## Importing the SpeechRecognition api

In [3]:
pip install SpeechRecognition

Collecting SpeechRecognition
  Downloading speechrecognition-3.14.5-py3-none-any.whl.metadata (30 kB)
Downloading speechrecognition-3.14.5-py3-none-any.whl (32.9 MB)
   ---------------------------------------- 0.0/32.9 MB ? eta -:--:--
   ---------------------------------------- 0.1/32.9 MB 1.7 MB/s eta 0:00:20
   ---------------------------------------- 0.2/32.9 MB 2.5 MB/s eta 0:00:14
    --------------------------------------- 0.5/32.9 MB 3.8 MB/s eta 0:00:09
   - -------------------------------------- 1.1/32.9 MB 6.2 MB/s eta 0:00:06
   - -------------------------------------- 1.5/32.9 MB 7.0 MB/s eta 0:00:05
   -- ------------------------------------- 2.0/32.9 MB 7.5 MB/s eta 0:00:05
   --- ------------------------------------ 2.6/32.9 MB 8.4 MB/s eta 0:00:04
   ---- ----------------------------------- 3.3/32.9 MB 9.7 MB/s eta 0:00:04
   ----- ---------------------------------- 4.3/32.9 MB 10.9 MB/s eta 0:00:03
   ------ --------------------------------- 5.4/32.9 MB 12.4 MB/s eta 

### Debugging the frequency of audio that should be used 

In [49]:
import speech_recognition as sr

r = sr.Recognizer()

with sr.Microphone(device_index=18, sample_rate=48000) as source:
    audio = r.record(source, duration=5)

with open("debug.wav", "wb") as f:
    f.write(audio.get_wav_data())


In [51]:
import speech_recognition as sr
r = sr.Recognizer()

with sr.Microphone(device_index=18) as source:
    print("Say something!")
    audio = r.listen(source)
try:
    print(" thinks you said " + r.recognize_google(audio))
except sr.UnknownValueError:
    print("could not understand audio")
except sr.RequestError as e:
    print("Could not request results from Google Speech Recognition service; {0}".format(e))


Say something!
 thinks you said it was absolutely magical she loved how she got to see new toys getting made she loved exploring new parts of the factory this was just the beginning of a long


### Looping so it doesn't stop

In [13]:
import speech_recognition as sr
import keyboard 
r = sr.Recognizer()

with sr.Microphone(device_index=18) as source:
    print("Listening continuously... Press ctrl to stop.")

    while(True):
        if keyboard.is_pressed('ctrl'):
            print("\nStopping transcription.")
            break

        audio = r.record(source, duration=5)

        try:
            text = r.recognize_google(audio)
            print(">>", text)
        except sr.UnknownValueError:
            pass
        except sr.RequestError as e:
            print("API error:", e)


Listening continuously... Press ctrl to stop.
>> Batman tomorrow
>> to the Discovery Park let's talk about the tool where are we when it comes to
>> play some people might think what you mean we're at Chachi bt5 but like from your perspective
>> where do you think we are so I could I could I could
>> he's talking about you know digital twins Earth observation models
>> one of the things that have resonated with me is this concept
>> alphago
>> go Champion early on in the game and its 37th move
>> right now it's at a place where it answers questions
>> it takes an average of reality and then gives you
>> move 37 was this view into how AI can be creative

Stopping transcription.


#### Creating a context machine that constantly updates the context of whats happening in the video

In [1]:
pip install transformers torch sentencepiece

Note: you may need to restart the kernel to use updated packages.
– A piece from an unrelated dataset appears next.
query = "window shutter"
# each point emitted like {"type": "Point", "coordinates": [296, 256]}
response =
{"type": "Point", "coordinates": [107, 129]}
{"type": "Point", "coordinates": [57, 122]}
### Download the model locally

In [1]:
from transformers import pipeline
print("Transformers working.")

  from .autonotebook import tqdm as notebook_tqdm


Transformers working.


In [5]:
from transformers import pipeline
summarizer = pipeline("summarization", model="Falconsai/text_summarization")
print("Model loaded.")



Model loaded.


In [6]:
from transformers import pipeline

summarizer = pipeline(
    "summarization",
    model="Falconsai/text_summarization"
)

text = "This is a long text that needs to be summarized. It contains multiple ideas about machine learning and context modeling."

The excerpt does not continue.